For a Christian, this truly could present confusion! The first explicit mention of a possibility of multi-theism was projected by Jesus himself. In Matthew 28:19 (New Living Translation) He said, "Therefore, go and make disciples of all the nations, baptizing them in the name of the
Father and the Son and the Holy Spirit". To an ordinary observer this seems like an unabashed admission of more than one God. Three precisely.

However, the Christian church has always projected from its beginnings that the Trinity is but a trifold manifestation of one supreme being.

For dogma's sake this seems a pretty tidy catechism. A Father in heaven who then manifested as the Son,  saviour of mankind,  and who then manifests today in the hearts of believers as the Holy Spirit.
In practice though things could get slightly tricky. We are to direct our prayers to the Father, in line with the leading of the Holy Spirit, in the Name of the Son.  This clearly posits that all three are simultaneously present when we pray! Wow!!!

With the awareness of this, it takes faith to still connect one God with three Persons performing different functions.

I was reading a passage the other day.

Rev 22:16 NLT
"I, Jesus, have sent my angel to give you this message for the churches.
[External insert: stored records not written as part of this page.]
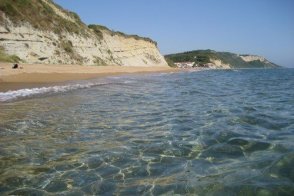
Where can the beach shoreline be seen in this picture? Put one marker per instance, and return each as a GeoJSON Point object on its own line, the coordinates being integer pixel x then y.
{"type": "Point", "coordinates": [40, 75]}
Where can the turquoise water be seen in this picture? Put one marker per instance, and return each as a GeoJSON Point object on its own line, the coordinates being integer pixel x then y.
{"type": "Point", "coordinates": [198, 133]}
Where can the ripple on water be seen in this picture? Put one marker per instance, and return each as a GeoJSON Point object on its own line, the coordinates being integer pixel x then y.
{"type": "Point", "coordinates": [204, 133]}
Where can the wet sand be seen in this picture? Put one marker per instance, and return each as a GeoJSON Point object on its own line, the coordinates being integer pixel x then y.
{"type": "Point", "coordinates": [36, 75]}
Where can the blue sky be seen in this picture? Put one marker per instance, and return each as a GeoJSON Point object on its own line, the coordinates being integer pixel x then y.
{"type": "Point", "coordinates": [262, 27]}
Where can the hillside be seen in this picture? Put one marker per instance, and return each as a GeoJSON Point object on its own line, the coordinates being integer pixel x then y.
{"type": "Point", "coordinates": [40, 31]}
{"type": "Point", "coordinates": [213, 59]}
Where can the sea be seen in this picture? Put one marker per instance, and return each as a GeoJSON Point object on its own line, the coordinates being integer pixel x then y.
{"type": "Point", "coordinates": [214, 132]}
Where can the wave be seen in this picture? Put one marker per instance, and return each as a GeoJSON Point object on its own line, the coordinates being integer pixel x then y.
{"type": "Point", "coordinates": [22, 93]}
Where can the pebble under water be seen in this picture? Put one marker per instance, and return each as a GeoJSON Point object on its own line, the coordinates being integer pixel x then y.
{"type": "Point", "coordinates": [216, 132]}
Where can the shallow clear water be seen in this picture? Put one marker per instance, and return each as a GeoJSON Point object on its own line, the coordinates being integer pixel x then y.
{"type": "Point", "coordinates": [205, 133]}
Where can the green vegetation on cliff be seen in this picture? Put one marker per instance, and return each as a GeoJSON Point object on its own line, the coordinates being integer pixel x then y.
{"type": "Point", "coordinates": [42, 15]}
{"type": "Point", "coordinates": [98, 29]}
{"type": "Point", "coordinates": [205, 56]}
{"type": "Point", "coordinates": [8, 58]}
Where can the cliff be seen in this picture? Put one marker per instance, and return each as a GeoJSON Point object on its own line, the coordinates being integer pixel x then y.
{"type": "Point", "coordinates": [39, 31]}
{"type": "Point", "coordinates": [223, 60]}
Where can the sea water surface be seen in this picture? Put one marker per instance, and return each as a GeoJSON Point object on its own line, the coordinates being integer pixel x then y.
{"type": "Point", "coordinates": [222, 132]}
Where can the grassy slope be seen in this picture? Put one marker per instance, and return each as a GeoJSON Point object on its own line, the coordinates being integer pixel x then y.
{"type": "Point", "coordinates": [204, 56]}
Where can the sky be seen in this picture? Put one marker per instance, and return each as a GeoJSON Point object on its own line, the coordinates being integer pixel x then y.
{"type": "Point", "coordinates": [261, 27]}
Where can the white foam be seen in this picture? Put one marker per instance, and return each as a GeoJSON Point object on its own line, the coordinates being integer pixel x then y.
{"type": "Point", "coordinates": [11, 95]}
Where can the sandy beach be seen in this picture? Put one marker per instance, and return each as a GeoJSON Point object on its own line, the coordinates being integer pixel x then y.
{"type": "Point", "coordinates": [34, 75]}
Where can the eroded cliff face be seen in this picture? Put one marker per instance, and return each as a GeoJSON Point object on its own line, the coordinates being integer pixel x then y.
{"type": "Point", "coordinates": [36, 45]}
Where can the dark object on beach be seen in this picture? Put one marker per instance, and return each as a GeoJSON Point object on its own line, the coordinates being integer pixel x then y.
{"type": "Point", "coordinates": [15, 66]}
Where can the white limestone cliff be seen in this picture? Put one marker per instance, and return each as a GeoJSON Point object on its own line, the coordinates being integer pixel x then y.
{"type": "Point", "coordinates": [34, 45]}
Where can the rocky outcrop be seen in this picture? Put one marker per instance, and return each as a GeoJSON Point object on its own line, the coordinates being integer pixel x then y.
{"type": "Point", "coordinates": [34, 43]}
{"type": "Point", "coordinates": [220, 60]}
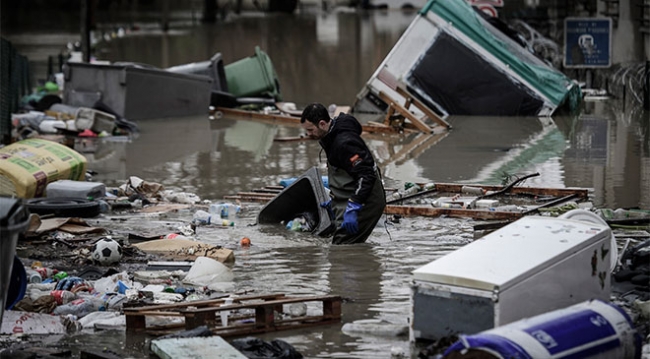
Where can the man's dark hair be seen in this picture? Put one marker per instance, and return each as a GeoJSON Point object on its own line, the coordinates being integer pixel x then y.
{"type": "Point", "coordinates": [314, 113]}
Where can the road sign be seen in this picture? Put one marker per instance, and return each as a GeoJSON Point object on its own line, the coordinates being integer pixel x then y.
{"type": "Point", "coordinates": [587, 42]}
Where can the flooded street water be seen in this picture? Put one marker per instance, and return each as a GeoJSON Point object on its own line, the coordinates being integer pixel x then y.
{"type": "Point", "coordinates": [328, 58]}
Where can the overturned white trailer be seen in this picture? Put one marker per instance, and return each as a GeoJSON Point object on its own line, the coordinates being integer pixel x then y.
{"type": "Point", "coordinates": [456, 61]}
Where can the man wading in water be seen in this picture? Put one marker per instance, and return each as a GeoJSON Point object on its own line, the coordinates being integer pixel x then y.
{"type": "Point", "coordinates": [356, 191]}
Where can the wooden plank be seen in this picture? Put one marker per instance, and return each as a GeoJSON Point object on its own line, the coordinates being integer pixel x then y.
{"type": "Point", "coordinates": [135, 323]}
{"type": "Point", "coordinates": [197, 319]}
{"type": "Point", "coordinates": [583, 193]}
{"type": "Point", "coordinates": [199, 303]}
{"type": "Point", "coordinates": [272, 303]}
{"type": "Point", "coordinates": [197, 347]}
{"type": "Point", "coordinates": [276, 119]}
{"type": "Point", "coordinates": [256, 194]}
{"type": "Point", "coordinates": [264, 316]}
{"type": "Point", "coordinates": [451, 212]}
{"type": "Point", "coordinates": [247, 198]}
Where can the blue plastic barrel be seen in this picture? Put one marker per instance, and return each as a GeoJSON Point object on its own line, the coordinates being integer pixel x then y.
{"type": "Point", "coordinates": [585, 330]}
{"type": "Point", "coordinates": [17, 284]}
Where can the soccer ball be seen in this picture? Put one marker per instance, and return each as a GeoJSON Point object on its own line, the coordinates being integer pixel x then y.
{"type": "Point", "coordinates": [107, 251]}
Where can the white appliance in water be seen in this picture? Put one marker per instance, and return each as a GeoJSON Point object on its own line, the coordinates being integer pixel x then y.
{"type": "Point", "coordinates": [531, 266]}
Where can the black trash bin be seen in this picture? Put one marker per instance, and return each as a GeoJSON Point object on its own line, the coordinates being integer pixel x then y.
{"type": "Point", "coordinates": [14, 219]}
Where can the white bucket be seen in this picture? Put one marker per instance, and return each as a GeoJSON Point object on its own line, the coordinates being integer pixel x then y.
{"type": "Point", "coordinates": [593, 329]}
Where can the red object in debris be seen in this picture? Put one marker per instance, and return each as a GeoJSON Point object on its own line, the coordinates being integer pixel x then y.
{"type": "Point", "coordinates": [87, 133]}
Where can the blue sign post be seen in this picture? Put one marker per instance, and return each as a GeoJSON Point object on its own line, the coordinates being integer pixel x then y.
{"type": "Point", "coordinates": [587, 42]}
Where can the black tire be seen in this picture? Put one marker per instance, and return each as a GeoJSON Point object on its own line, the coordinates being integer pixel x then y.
{"type": "Point", "coordinates": [64, 207]}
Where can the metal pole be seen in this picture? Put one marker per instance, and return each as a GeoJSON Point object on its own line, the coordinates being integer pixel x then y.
{"type": "Point", "coordinates": [165, 16]}
{"type": "Point", "coordinates": [646, 88]}
{"type": "Point", "coordinates": [210, 8]}
{"type": "Point", "coordinates": [85, 29]}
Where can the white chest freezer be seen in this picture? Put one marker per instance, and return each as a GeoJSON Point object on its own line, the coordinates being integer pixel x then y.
{"type": "Point", "coordinates": [529, 267]}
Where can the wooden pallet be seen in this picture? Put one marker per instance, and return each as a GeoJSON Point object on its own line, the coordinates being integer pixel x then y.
{"type": "Point", "coordinates": [207, 312]}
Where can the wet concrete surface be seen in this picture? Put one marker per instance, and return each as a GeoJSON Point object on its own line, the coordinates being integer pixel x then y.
{"type": "Point", "coordinates": [328, 59]}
I am both the source of David and the heir to his throne. I am the bright morning star."

This is mind blowing!  Here Jesus acknowledges Himself (God) as playing 2 different roles at once.  He says he is the source (origin, beginning,  root,  Father) of King David, and at the same time He is David' heir (successor, product, result,  Son). In other words he is both the producer and product. Human thinking can find that possibility hard to grasp.

But why must we humans attempt to shoehorn God into our perception of a uni-tasking entity like ourselves?  In theory we agree God is omnipotent and omniscient, but in practice we refuse to believe in the possibility.
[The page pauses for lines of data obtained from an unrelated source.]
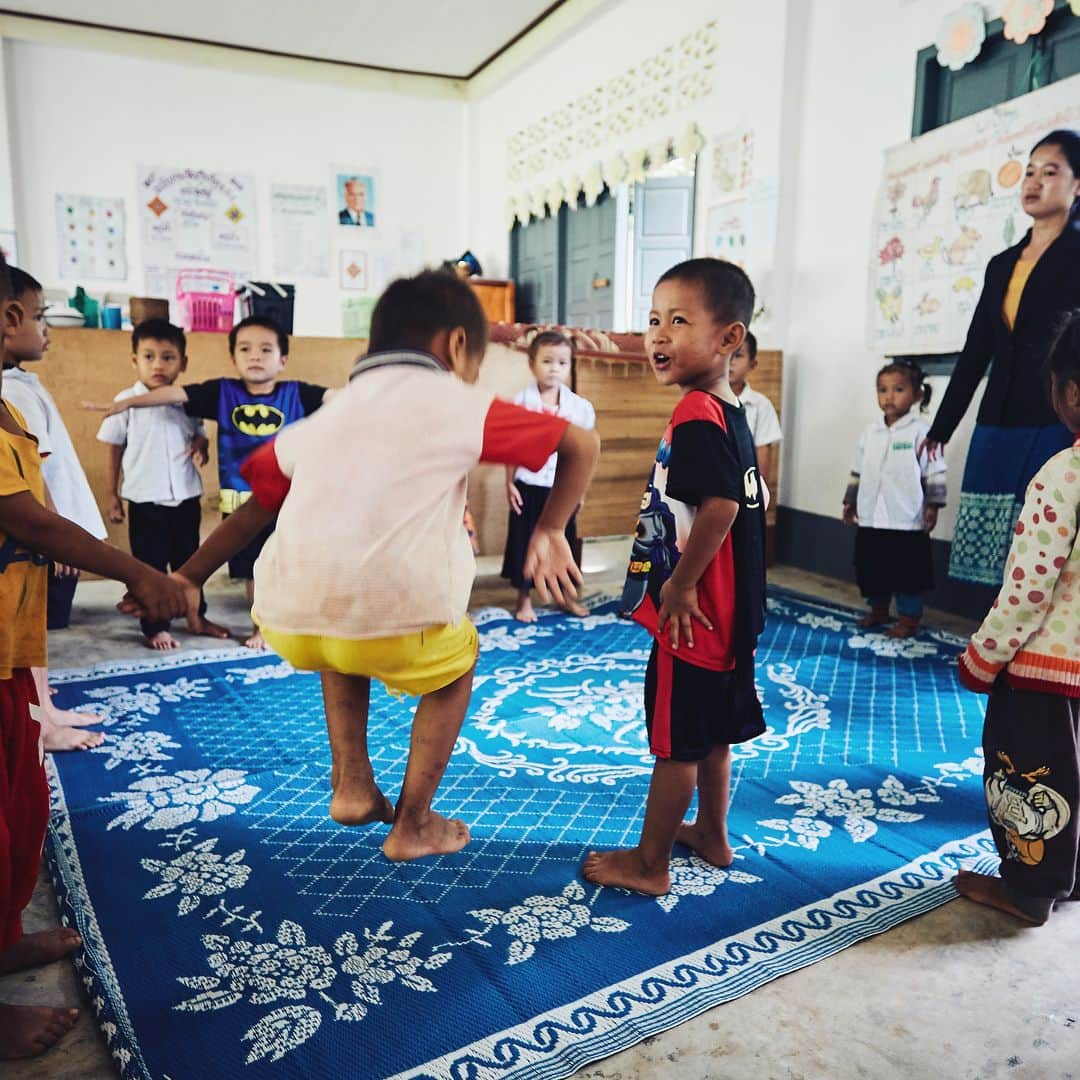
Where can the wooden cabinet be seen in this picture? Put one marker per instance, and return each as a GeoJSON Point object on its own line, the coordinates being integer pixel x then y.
{"type": "Point", "coordinates": [496, 298]}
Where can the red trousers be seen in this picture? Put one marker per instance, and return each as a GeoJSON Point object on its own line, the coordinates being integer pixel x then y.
{"type": "Point", "coordinates": [24, 801]}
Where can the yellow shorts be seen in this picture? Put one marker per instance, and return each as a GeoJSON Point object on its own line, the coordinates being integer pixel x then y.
{"type": "Point", "coordinates": [413, 663]}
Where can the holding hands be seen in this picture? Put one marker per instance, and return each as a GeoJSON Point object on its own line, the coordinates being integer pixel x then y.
{"type": "Point", "coordinates": [549, 562]}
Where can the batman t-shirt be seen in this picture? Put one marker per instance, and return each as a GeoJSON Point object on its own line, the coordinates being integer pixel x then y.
{"type": "Point", "coordinates": [245, 421]}
{"type": "Point", "coordinates": [706, 451]}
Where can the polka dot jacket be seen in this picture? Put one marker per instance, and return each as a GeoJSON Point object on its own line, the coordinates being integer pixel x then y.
{"type": "Point", "coordinates": [1033, 631]}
All over the old testament God manifested himself as various things to various people. A rock, a voice, a burning bush. None of these inhibited His role as the Supreme creator.

What Christ explained In the passage was a simple truism. There is only one God.
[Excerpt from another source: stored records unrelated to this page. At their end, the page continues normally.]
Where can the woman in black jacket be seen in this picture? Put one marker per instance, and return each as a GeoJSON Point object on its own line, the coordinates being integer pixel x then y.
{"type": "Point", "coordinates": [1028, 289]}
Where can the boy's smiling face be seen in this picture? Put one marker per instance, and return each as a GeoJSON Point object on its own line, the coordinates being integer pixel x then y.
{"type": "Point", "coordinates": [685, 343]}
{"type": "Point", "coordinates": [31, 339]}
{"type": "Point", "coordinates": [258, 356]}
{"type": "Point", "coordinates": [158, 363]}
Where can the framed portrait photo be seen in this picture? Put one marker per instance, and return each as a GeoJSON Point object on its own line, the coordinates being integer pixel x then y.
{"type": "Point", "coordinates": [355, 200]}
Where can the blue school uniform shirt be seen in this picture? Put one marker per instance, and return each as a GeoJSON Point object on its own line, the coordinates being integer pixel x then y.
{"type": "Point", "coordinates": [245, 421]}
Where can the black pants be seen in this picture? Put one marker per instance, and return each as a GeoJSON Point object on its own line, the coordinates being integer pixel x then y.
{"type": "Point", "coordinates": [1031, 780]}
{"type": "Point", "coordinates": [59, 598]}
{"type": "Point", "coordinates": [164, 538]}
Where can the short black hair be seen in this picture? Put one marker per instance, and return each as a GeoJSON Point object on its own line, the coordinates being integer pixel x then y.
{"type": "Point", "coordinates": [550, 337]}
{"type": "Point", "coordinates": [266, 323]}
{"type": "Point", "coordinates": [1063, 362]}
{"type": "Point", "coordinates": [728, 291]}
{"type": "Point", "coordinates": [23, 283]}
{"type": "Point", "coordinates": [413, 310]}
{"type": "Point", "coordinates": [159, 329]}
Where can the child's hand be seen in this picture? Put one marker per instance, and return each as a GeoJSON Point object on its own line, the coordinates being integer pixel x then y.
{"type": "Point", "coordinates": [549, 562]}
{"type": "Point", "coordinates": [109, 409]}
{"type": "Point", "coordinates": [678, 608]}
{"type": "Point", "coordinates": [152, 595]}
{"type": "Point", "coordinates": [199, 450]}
The story of salvation becomes much simpler. God in heaven created mankind, but mankind fell astray necessitating death as a punishment. God, preferring to reduce himself than allow his creation (his own image) to die, is then born into the world as a human. He pays the ultimate price even though innocent of sin and dies so that through his death,  all sinners might no longer get what they deserve (death), but receive the grace of eternal life. He then rises from the dead to signify to all who accept his salvation that we can all be victorious over sin by dying to it just as Christ died,  and being born anew into Abundant  life in God's Kingdom.